The only way to talk, to have a valuable presence and to eventually bestow influence upon citizens is to develop an ethical narrative based on commitment and transparency. In other words, replacing traditional unidirectional storytelling with storydoing and new forms of interacting and forging experiences with interest groups. Only with facts can we reach the hearts of communities, where the true interests of citizens lie.

The challenge now goes far beyond the achievement of notoriety, of capturing timely attention for a while. It is about having notability among citizens; it is about establishing our reputation as one that supports our narrative. It is necessary that what we say be based on facts. Our profession, until now installed in the plane of storytelling, must be introduced to the plane of facts. Only by being part of the decision-making bodies can we build a reputation strategy.

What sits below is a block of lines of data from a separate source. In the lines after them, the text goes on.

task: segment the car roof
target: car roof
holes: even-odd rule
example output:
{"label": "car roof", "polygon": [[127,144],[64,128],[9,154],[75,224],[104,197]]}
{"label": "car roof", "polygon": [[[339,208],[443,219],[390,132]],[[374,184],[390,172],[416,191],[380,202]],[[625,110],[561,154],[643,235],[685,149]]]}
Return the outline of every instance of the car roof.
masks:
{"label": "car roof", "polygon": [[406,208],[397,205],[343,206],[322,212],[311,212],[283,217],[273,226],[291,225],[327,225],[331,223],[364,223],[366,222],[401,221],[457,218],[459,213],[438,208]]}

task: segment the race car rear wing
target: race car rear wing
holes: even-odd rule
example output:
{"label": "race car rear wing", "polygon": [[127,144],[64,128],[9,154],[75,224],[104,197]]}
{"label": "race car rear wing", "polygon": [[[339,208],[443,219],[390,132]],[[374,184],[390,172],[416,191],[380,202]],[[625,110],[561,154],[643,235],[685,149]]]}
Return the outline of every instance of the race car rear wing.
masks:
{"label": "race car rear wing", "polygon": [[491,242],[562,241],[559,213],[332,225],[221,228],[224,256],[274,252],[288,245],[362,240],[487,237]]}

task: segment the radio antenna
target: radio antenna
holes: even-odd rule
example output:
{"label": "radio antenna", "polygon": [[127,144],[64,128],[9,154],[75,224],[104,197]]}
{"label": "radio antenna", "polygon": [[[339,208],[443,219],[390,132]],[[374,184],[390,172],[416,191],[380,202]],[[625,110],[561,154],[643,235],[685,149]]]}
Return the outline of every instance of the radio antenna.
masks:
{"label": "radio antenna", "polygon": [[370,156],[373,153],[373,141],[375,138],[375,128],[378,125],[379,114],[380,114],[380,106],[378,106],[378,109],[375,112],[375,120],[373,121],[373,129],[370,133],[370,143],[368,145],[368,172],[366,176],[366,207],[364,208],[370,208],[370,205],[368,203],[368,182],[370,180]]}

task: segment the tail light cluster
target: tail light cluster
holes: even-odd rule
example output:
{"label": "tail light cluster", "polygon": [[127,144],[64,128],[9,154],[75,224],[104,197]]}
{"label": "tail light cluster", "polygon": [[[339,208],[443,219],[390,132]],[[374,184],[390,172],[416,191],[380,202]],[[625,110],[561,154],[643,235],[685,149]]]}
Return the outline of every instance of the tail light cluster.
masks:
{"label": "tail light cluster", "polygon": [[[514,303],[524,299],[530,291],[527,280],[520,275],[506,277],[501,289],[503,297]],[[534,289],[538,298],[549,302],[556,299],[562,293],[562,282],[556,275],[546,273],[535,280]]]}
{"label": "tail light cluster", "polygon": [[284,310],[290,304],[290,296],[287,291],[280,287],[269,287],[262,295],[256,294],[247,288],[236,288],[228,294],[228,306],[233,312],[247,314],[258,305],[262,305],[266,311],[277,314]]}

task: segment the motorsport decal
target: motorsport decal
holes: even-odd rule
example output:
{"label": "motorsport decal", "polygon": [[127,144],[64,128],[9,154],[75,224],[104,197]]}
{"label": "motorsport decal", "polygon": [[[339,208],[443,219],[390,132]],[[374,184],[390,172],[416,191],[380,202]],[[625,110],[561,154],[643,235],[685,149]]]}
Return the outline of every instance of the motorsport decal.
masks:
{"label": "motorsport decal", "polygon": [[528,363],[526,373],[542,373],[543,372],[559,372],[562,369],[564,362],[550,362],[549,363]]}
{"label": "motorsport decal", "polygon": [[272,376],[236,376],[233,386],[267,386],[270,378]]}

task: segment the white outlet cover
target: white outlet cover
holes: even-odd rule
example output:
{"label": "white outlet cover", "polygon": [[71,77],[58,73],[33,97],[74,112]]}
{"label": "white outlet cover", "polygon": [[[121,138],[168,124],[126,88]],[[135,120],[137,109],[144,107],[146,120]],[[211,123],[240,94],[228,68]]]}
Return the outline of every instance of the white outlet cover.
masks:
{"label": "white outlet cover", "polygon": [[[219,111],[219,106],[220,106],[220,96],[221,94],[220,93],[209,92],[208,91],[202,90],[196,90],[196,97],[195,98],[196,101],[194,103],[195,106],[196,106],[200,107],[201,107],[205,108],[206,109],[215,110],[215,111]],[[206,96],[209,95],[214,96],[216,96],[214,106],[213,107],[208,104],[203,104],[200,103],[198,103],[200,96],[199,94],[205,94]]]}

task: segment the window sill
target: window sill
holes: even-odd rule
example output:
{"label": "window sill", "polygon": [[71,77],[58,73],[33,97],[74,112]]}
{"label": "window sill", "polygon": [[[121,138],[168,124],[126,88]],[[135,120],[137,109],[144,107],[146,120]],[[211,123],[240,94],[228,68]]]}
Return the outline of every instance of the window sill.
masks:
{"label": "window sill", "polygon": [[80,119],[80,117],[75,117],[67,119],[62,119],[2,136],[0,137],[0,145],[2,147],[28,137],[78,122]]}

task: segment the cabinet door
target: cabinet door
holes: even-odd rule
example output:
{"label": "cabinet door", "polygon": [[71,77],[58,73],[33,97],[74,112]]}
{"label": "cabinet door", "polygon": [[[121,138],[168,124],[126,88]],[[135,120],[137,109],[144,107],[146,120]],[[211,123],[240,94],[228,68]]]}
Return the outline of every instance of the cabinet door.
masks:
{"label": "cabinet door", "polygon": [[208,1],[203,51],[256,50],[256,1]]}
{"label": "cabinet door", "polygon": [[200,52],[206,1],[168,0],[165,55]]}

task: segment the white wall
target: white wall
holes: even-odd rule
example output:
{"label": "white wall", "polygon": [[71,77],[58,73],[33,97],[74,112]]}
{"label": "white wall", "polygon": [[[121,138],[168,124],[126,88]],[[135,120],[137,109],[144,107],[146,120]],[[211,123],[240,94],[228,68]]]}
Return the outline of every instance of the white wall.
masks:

The new citizens demand ethical communication committed to the truth and the hyper-transparency imposed by the digital transformation that makes evasive truths found. What can be known will be known and for that reason, beyond slogans and campaigns, communication must be backed by certainty and safety, not duplicity. Turning the familiar phrase around, it does not only have to look like it, it must be it.

Undoubtedly, we tackle difficult challenges -such as time- that require, in general, professional knowledge, personal effort, ethical approaches, and, at times, audacity. Our profession must help to build a better, stronger and safer society. I am sure it can be done.

At the end of the day, and let me close with Dickens, “There is nothing so strong or safe [...] as the simple truth.”